In view of Trump’s now quite well-established habit of flouting constitutional norms, including his conduct in trying to stay in office after his loss four years ago, it seems entirely plausible (if not predictable) that he might work out a deal with Vice President J. D. Vance to accomplish an “end run” in 2028.
It might work this way: first, put Vance in as the presidential nominee for that election, and Trump in for the vice presidency. If they don’t win outright in the election that year, and the choice passed to the House of Representatives, Trump then could be chosen for a third term (scenario No. 6). Or, if they did win outright, Vance could be persuaded to step aside before the inauguration, and Trump would then step up (a variation of scenario No. 3, with Vance voluntarily resigning rather than dying).

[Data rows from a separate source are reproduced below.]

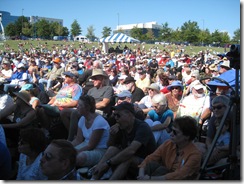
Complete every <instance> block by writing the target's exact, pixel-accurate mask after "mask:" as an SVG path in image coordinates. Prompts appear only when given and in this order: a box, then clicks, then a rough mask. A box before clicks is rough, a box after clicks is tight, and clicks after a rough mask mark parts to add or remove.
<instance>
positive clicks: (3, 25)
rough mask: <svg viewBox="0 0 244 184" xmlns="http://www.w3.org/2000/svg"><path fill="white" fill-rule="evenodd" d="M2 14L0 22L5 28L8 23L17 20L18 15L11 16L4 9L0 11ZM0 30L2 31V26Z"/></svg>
mask: <svg viewBox="0 0 244 184" xmlns="http://www.w3.org/2000/svg"><path fill="white" fill-rule="evenodd" d="M0 13H1V14H2V24H3V27H4V28H5V27H6V26H7V25H8V24H10V23H14V22H15V21H16V20H18V18H19V16H13V15H11V14H10V13H9V12H6V11H0ZM0 32H2V28H1V27H0Z"/></svg>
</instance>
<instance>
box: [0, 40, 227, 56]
mask: <svg viewBox="0 0 244 184" xmlns="http://www.w3.org/2000/svg"><path fill="white" fill-rule="evenodd" d="M20 43H22V45H23V50H28V49H30V48H31V47H34V48H37V50H40V49H41V48H44V47H45V48H46V49H48V50H52V49H53V48H56V47H59V48H62V47H63V46H72V48H80V45H81V43H80V42H74V41H50V40H7V41H5V42H3V44H1V45H0V50H3V51H7V52H9V51H10V49H13V51H14V52H19V47H18V45H19V44H20ZM117 45H120V46H121V48H124V46H125V45H126V46H128V47H129V48H130V49H131V50H136V49H137V48H138V47H140V48H141V49H142V48H144V51H145V52H149V50H150V49H151V48H156V47H157V48H158V49H160V50H166V51H168V52H169V51H170V50H172V49H173V50H175V51H177V50H179V49H181V48H184V50H185V53H187V54H189V55H190V56H192V55H196V54H197V53H198V52H199V51H205V50H209V51H210V52H211V53H213V52H214V53H224V52H225V48H224V47H203V46H183V45H181V46H177V45H155V44H142V43H141V44H130V43H116V44H112V45H110V47H114V48H116V46H117ZM92 47H97V48H100V49H102V45H101V43H99V42H91V43H85V44H84V45H83V48H87V49H91V48H92Z"/></svg>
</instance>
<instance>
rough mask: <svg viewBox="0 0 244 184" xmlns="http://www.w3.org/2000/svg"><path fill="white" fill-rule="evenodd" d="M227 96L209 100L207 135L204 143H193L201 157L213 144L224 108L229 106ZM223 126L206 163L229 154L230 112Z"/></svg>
mask: <svg viewBox="0 0 244 184" xmlns="http://www.w3.org/2000/svg"><path fill="white" fill-rule="evenodd" d="M229 101H230V99H229V97H226V96H224V95H220V96H216V97H215V98H214V99H213V100H212V102H211V108H212V111H213V114H212V116H211V118H210V120H209V123H208V129H207V137H206V141H205V143H201V142H196V143H195V144H196V145H197V146H198V147H199V149H200V150H201V151H202V154H203V158H204V159H205V157H206V156H207V153H208V152H209V151H210V150H211V146H213V145H212V144H213V140H214V138H215V136H216V132H217V131H218V129H219V128H220V123H221V120H222V118H223V116H224V114H225V111H226V108H227V107H228V106H229ZM224 121H225V122H224V125H223V128H222V130H221V132H220V135H219V137H218V139H217V142H216V144H215V145H214V148H213V152H212V153H211V155H210V158H209V160H208V165H213V164H215V163H217V162H218V161H220V160H221V159H223V158H226V157H227V156H228V155H229V144H230V131H229V127H230V124H231V114H228V115H227V118H226V119H225V120H224Z"/></svg>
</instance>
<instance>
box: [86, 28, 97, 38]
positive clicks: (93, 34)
mask: <svg viewBox="0 0 244 184" xmlns="http://www.w3.org/2000/svg"><path fill="white" fill-rule="evenodd" d="M94 31H95V29H94V28H93V26H89V27H88V28H87V34H86V37H87V38H88V39H89V40H91V41H94V40H95V39H96V36H95V34H94Z"/></svg>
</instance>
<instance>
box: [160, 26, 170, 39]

That kind of a plot might be done audaciously out in the open (or, if not openly acknowledged, would be widely understood anyway as an obvious ploy), and thus would be regarded as a constitutional end-run. But the reality is that, while the Constitution’s words and its limitations on political manipulation are binding, it is also the reality that the basic document requires a good-faith adherence to its strictures by those who hold or seek high office. As founder James Madison warned, the Constitution sometimes is only a “parchment barrier” to the designs of ambitious political actors.